Usually when orgs I’ve been part of or consulted for talk in terms of “levels” of software developer, it’s kind of a polite code for salary bands. The question then becomes “how would you define ‘developer that commands a higher salary’?” I put it that way not to be gauche, but to reframe the question in the way I actually end to think of it – what makes a developer more valuable to an organization (and thus worth paying more and, as a trailing indicator of that, giving a better title)?
To an extent, of course, facility with relevant techs and general programming skills matters. But I’d say that it’s more kind of a case of table stakes. You need to demonstrate a certain professional competence once you’ve been in the industry a little while, and you should be able to do programming work without a lot of hand-holding, and in such a way that you’re delivering things that work while not making a mess.
But I do feel like there’s an industry tendency to over-value programming skills into the land of diminishing returns, particularly at the expense of other important qualifications. In a high-functioning team, I like to see developers that exhibit leadership skills in the form of mentoring, leading by example, and general uplift ability. I also think it’s important to be savvy about the problem domain and the business. However efficiently you might build something, it’s a waste if you’re blithely building the wrong something.
So I think by emphasizing leadership and mentoring skills, you create a situation where the growth of people with less experience becomes the natural charge of those with more experience.
How about an engineering manager? How can an engineering manager be more valuable for an organisation and for their teams?

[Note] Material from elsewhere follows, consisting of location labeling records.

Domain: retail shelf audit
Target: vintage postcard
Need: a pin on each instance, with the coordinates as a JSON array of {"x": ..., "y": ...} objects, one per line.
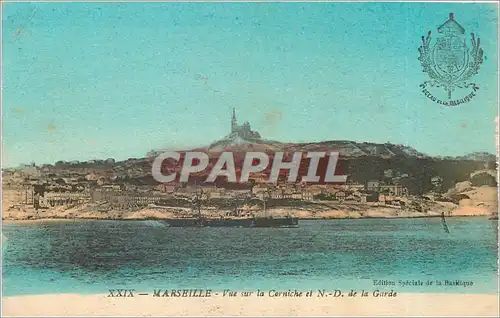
[{"x": 249, "y": 159}]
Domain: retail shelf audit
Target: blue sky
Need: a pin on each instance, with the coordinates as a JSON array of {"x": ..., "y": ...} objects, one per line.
[{"x": 98, "y": 80}]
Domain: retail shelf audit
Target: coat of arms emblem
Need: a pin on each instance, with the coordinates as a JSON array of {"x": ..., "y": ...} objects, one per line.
[{"x": 450, "y": 63}]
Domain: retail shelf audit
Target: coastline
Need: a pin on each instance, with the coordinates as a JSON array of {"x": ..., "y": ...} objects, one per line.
[
  {"x": 67, "y": 220},
  {"x": 404, "y": 304}
]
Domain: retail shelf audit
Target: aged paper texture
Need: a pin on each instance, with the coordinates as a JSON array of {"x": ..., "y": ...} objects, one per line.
[{"x": 249, "y": 159}]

Philosophically, I’m not really a fan of command and control, Taylor-esque structure for managing knowledge work, such as software development. This is admittedly a pretty abstract concept, though, so I recognize the practicality of such positions, even as I let my leeriness of them inform how I think they go well.

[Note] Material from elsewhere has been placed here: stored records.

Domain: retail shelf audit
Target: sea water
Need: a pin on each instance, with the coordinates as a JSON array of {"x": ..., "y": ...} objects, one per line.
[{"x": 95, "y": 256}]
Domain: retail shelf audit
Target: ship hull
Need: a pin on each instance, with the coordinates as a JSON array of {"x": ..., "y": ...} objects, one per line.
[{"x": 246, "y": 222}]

First and foremost, I think a good manager should assume responsibility for removing blockers and obstacles from the team so that the team can work as efficiently as possible. Secondly, I think a manager can use his or her organizational authority to shield the team from dealing with an excess of external politics or nonsense. And, finally, I think a good manager does well with people development. Work with team members to create personal goals that are both satisfying and aligned with the organization, and then regularly measure progress against those goals. I think a good people manager makes sure that the work is as satisfying as possible for people on the team.
Doing all those things turns a position of pure organizational overhead, and thus a cost center, into something that multiplies efficiency.

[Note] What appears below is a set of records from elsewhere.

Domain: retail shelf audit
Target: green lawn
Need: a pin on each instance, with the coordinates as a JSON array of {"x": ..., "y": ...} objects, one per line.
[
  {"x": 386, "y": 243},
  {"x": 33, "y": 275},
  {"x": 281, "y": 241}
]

Thanks for sharing your ideas and points of view. Has a closing note, who would you suggest for me to interview next? And what topics would you expect to see covered on an engineering management blog?
Regarding who to interview, my content agency has a team of authors whose experience runs the gamut from software developers, to org leaders, to consultants, and they work for us as writers. A lot of good perspective there (http://www.hitsubscribe.com/the-team/).
As for topics that I’d like to see covered on a blog about engineering management, I think I’d like to see peopled talk about why software seems to invite disproportionately heavy management as a knowledge work profession. With other knowledge workers, like lawyers, architects, doctors, etc, you usually see them set up firms and run those firms as partners and practitioners, delegating non-core work to staff that they hire. With software, this dynamic is almost always inverted, where app dev agencies that sell software build layers and layers of management above the practitioners.
I also really enjoy reading about non-traditional org and management models (e.g. well-known experiments at places like Github, Steam, Zappos, etc.) I like reading about challenges to the status quo.